A recent Harvard Business Review article examines the hiring practices of four low cost retailers: Costco, Trader Joe's, QuickTrip and Mercadona. The study was interested in understanding why these four retailers were so much more profitable than most of their competitors. Retail is traditionally a low margin business, and the conventional wisdom is that tightly restraining labor costs is key to maintaining profitability. This study found exactly the opposite: these leading retailers typically spent more on the hiring process than their competitors, and invested more in their employees post-hire, which in turn, had a direct, positive impact on the bottom line. Spending more to hire better-trained, customer-focused sales staff leads to more sales per employee and per square foot.
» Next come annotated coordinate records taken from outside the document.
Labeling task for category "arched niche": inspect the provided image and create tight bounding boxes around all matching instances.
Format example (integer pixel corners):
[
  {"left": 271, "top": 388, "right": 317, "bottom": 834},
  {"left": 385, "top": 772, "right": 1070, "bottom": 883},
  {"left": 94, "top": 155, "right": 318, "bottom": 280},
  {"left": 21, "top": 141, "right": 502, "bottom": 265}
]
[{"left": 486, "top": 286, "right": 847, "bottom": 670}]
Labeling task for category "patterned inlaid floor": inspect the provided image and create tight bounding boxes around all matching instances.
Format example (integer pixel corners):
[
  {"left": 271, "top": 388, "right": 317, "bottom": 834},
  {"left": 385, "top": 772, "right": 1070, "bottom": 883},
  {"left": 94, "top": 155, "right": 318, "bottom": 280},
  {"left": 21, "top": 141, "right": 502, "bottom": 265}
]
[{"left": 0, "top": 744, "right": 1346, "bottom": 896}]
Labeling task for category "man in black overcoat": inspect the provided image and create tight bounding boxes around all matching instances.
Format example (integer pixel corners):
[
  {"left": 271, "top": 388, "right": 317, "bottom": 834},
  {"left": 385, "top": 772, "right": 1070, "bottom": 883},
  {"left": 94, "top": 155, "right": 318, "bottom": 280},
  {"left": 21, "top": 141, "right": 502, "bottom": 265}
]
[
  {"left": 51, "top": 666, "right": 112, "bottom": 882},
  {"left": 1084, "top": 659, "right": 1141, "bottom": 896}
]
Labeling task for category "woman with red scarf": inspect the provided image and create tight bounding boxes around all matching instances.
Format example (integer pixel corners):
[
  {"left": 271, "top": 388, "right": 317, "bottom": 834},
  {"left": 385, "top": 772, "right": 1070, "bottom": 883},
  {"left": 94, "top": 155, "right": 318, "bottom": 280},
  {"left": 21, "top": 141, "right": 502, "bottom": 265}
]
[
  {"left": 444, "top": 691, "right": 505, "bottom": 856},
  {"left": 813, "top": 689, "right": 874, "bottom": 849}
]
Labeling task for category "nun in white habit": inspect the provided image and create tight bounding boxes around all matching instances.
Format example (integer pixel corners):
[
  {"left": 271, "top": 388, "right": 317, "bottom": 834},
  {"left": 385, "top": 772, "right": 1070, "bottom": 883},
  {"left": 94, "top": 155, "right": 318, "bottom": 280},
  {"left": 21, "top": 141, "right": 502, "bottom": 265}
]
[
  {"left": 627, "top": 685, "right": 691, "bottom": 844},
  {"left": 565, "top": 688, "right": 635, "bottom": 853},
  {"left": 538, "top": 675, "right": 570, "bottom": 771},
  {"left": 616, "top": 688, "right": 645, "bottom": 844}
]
The connection between investment in hiring and improvements in the bottom line is one I often discuss with many of my retail customers. They typically utilize HireSelect's personality and skills tests to hire sales associates. Most use the Criteria Basic Skills Test (CBST) combined with either the Sales Achievement Predictor (SalesAP) or its companion test the Customer Service Aptitude Profile (CSAP). These tests measure basic learning ability, communication skills, attention to detail, as well as important personality traits like patience, personal diplomacy, and sales disposition. But the lesson of the study is one that applies to almost any industry: companies that invest in enhancing their hiring process, and in training and retention post-hire, will win the talent wars.